3-  The issuer must be a bonafide Salam seller and does not deal only in monetary debts:

This means that the corporation must be ready to deliver the sold goods to all the holders of these certificates at maturity. This scheme must include stringent conditions and penalties on the corporation if more certificates are issued than corporation’s ability to deliver. Certainly the corporation can sell its own production on Salam basis.

         This may be an important difference between Salam certificates and conventional bonds i.e. having a self restraining mechanism that forbids the corporation from over issuance of these debt instrument. Certainly the corporation can always buy from the open market  at maturity and deliver to holder. However, there has to be some automatic penalties if corporation over-issue these certificates.

      Operationlization of these checks is not easy, one possibility could be in form of automatic increase in the value of the certificate over and above the market price of the underlying asset. Without such mechanism, the corporation obligation will be inflated way beyond its ability to deliver  which will make the whole scheme a failure since it will end-up a conventional debt instrument.

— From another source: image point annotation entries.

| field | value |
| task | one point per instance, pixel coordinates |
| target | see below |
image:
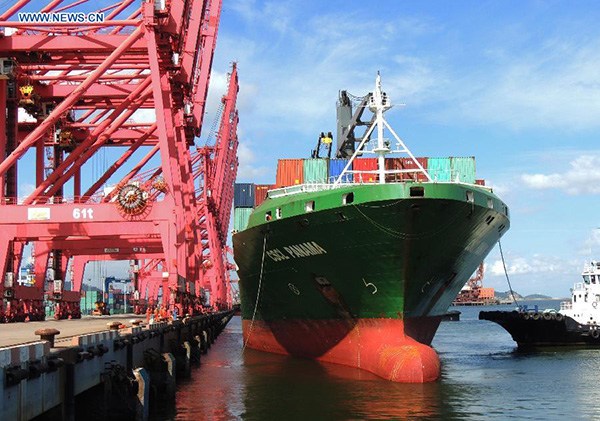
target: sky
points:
(513, 83)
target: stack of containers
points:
(439, 169)
(315, 170)
(243, 203)
(260, 193)
(406, 164)
(290, 172)
(369, 164)
(463, 169)
(336, 166)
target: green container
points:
(240, 218)
(315, 170)
(463, 169)
(439, 169)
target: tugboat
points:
(576, 323)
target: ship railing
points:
(318, 186)
(566, 305)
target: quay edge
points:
(40, 381)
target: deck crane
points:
(83, 86)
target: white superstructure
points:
(584, 306)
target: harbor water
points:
(483, 377)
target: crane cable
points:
(512, 293)
(262, 262)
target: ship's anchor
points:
(293, 288)
(370, 284)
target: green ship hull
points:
(355, 274)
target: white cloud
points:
(534, 264)
(553, 84)
(248, 170)
(581, 177)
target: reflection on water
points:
(483, 377)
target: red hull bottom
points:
(376, 345)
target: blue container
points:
(336, 166)
(463, 169)
(243, 195)
(439, 169)
(315, 170)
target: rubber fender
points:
(36, 368)
(14, 375)
(55, 363)
(102, 349)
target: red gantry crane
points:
(84, 78)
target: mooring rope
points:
(512, 293)
(262, 262)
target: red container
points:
(405, 164)
(290, 172)
(260, 193)
(409, 164)
(365, 164)
(393, 164)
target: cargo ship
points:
(360, 269)
(577, 323)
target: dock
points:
(127, 365)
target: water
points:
(483, 377)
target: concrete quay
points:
(112, 363)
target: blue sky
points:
(514, 83)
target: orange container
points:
(260, 193)
(409, 164)
(405, 164)
(290, 172)
(365, 164)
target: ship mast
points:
(378, 104)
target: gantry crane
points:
(83, 86)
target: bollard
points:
(47, 335)
(170, 383)
(142, 407)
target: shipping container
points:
(406, 164)
(243, 196)
(463, 169)
(336, 166)
(260, 193)
(240, 218)
(440, 169)
(290, 172)
(369, 164)
(315, 170)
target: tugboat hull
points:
(533, 330)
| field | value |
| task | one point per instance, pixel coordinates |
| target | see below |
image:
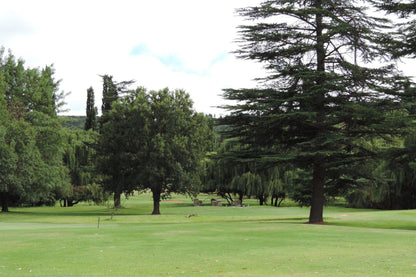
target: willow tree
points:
(322, 95)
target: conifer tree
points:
(91, 121)
(322, 99)
(404, 43)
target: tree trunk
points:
(156, 200)
(117, 199)
(4, 198)
(261, 198)
(317, 202)
(318, 198)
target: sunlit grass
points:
(217, 241)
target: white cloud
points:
(182, 44)
(187, 45)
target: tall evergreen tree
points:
(322, 98)
(110, 95)
(404, 43)
(91, 120)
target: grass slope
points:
(218, 241)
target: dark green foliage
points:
(91, 111)
(321, 98)
(79, 158)
(73, 122)
(403, 43)
(153, 141)
(31, 137)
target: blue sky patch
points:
(139, 50)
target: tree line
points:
(333, 117)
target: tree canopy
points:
(154, 140)
(322, 98)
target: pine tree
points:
(322, 98)
(404, 42)
(110, 95)
(91, 121)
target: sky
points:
(180, 44)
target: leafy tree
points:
(91, 111)
(31, 133)
(322, 96)
(154, 141)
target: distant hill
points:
(74, 122)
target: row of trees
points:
(333, 117)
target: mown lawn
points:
(218, 241)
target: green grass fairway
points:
(218, 241)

   Clearly our suggestion of penalty goes against the basic Shari’ah rule of Salam. It is not permitted that the seller, in case of failure to deliver, compensate the creditor for any thing above the nominal value. But if this is not adopted, it will create an incentive on the part of corporation to always fail to deliver. This penalty is essential to the successful operation of the scheme.

   On the other hand, an amount over and above the nominal value is riba. To mitigate this two possible solution may be adopted:

-  The amount, though is higher in value, is paid in different commodity but not in money.

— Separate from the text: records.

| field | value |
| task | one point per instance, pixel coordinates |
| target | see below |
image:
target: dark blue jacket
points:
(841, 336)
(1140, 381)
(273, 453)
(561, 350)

-  The amount over and above the nominal value is clearly distinguished and paid to a charity. It will not be very effective if this is done by the corporation. Hence the scheme should include mechanisms to effectively enforce this.

4-  The commodities which are subject of this instrument ought to be internationally traded goods. This is not a Shari’ah requirement but it is a restriction introduced to make sure that no exploitation is exercised by any of the parties involved through manipulation of prices. This will not be difficult because the eligible goods for Salam contracts are only fungibles. The price of these goods is international by nature. Except in closed economics, the world price of oil, steel, aluminum imposes itself on the local markets. This will introduce the organizational aspect of the market and the flow of information about expected prices in the future which are very important in this regard.

        

Holders appoint an agent to sell their goods:

Like any other market, investors (unlike consumers) are interested in profit not in the actual delivery of the underlying commodities. Although this profit has, for Shari’ah purpose, to be generated from genuine commercial transaction via the purchase and resale of a commodity, there is nothing in Shari’ah that requires the buyer himself to exercise the sale of these goods. This scheme will be more successful and a whole lot more efficient, if a general agent is appointed to receive, on behalf of all or some holders of these certificates, delivery from the corporation and sell, for the benefit of these holders, in the open market at going prices. This agent may charge a percentage of the nominal value of each certificate. This agent (or agents) can also take care of channeling the amount which is due from penalties to charitable purposes which was mentioned above.

 

References:

  

- Jolian Walmsley

The New Financial Instruments

New York, John Wiley and Sons, 1988.

 

- Frank Fabozzi and Atsuo Konishi (ed.)

The Hand book of Asset/Liability management

New York, Times Mirror, 1996.

 

- Mohamed Ali Elgari.

 The Salam Instrument,

 IDB, IRTI.

 

- Franklin Allen and Douglas Gale

Financial innovation and risk sharing

London, the MIT press, 1994.

 

- Hand book of modern finance

Dennis E. Logue (Editor)

Boston, Warren, Gorham & Lamont, 1996.